Évelyne Thiffault entourée de ses étudiants de l’Université Laval lors du cours «Excursion en écologie forestière».

La meilleure arme? La foresterie!

MATANE – L’arme la plus efficace pour lutter contre les changements climatiques, c’est la forêt. Par conséquent, la foresterie est un puissant outil d’atténuation des émissions de gaz à effet de serre.

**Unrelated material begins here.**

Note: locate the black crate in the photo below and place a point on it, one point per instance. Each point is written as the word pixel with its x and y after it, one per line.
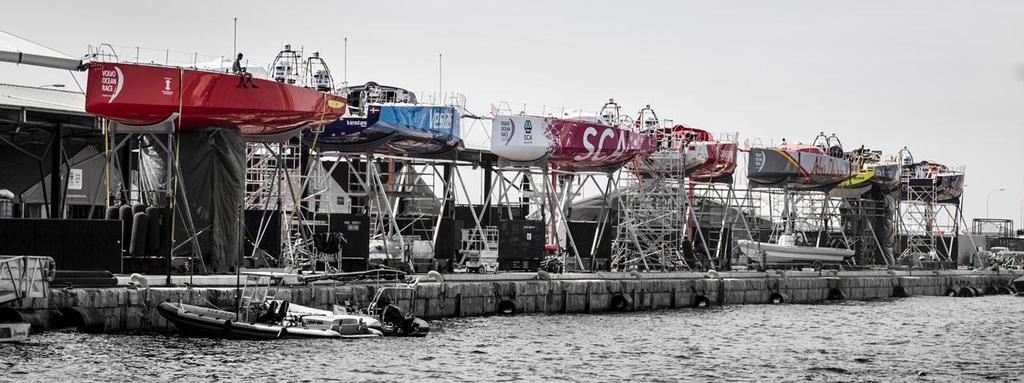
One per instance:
pixel 520 239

C’est ce que soutient la professeure adjointe à l’Université Laval et ingénieure forestière Évelyne Thiffault.

Dans son rapport publié en 2007, le Groupe d’experts intergouvernemental sur l’évolution du climat (GIEC), un organisme relevant du programme des Nations Unies pour l’environnement et de l’Organisation météorologique mondiale, a reconnu les pratiques de foresterie comme étant des outils de lutte aux changements climatiques.

Parmi les actions, le GIEC préconise le boisement. «Si on prend des terres qui sont non forestières et qu’on les transforme en forêts, elles vont se mettre à séquestrer du carbone», explique Mme Thiffault, qui est également directrice scientifique et d’aménagement de la Forêt Montmorency à Québec.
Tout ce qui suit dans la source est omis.